Wednesday, April 13, 2011

The Digital Divide isn't all that Bad

Danah Boyd raised some interesting points about the class segregation that goes on in cyberspace. Her point about Facebook initially being just for privileged white kids was fairly accurate. In early 2007, I worked at a restaurant in downtown Ann Arbor. I remember the restaurant hosts were all University of Michigan students and one night a couple of them were complaining about the "riff-raff" coming onto Facebook. This elitist attitude about Facebook was definitely out there, but has gone away over the past few years.

A girl I know from middle school, that moved down south, just recently joined Facebook. Her family had a low income and they could easily be grouped in with the "Nascar" stereotype. Occasionally I would log into MySpace to see what was new with her. Most of the time the content posted would be considered of "low cultural" value and this plays into the point Boyd made about the low income divide.

"...Modern day white flight. Whites were more likely to leave or choose Facebook. The educated were more likely to leave or choose Facebook. Those from wealthier backgrounds were more likely to leave or choose Facebook. Those from the suburbs were more likely to leave or choose Facebook."

With that said, I think it's ridiculous to get angry at privileged white kids for wanting to separate themselves from the crowd of the uneducated. With sites like Linked In and The Ladders (Six-figure income members only allowed), it is clear that there is a demand for further cultural segregation online. Is this really a shocker or such a bad thing?

The basic premise that the internet should defy offline society's cultural issues is absurd. It is great to see the internet uniting so many, but there will always be some level of segregation present. Boyd is clearly overly liberal on these issues.

"We desperately need to address issues of access and media literacy to combat this, but we also need to re-engage around broader issues of inequality, intolerance, and social divisions."

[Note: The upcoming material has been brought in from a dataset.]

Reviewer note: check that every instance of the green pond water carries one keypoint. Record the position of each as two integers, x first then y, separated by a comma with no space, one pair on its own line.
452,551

So let me get this straight, you think that because a FREE website has attracted certain groups of people before others that we need to fix this? Do we need to put broadband internet in every low income home and give computers to those households as well? So because low income families often experience unemployment we need to pay for them to be able to access the internet to play Farmville on Facebook?

This is a prime example of being overly politically correct in the way our society as a whole interacts. The elite can't stand the under-educated, while the working class can't stand the snobbery of the wealthy. Trying to balance the two polar forces is extremely difficult.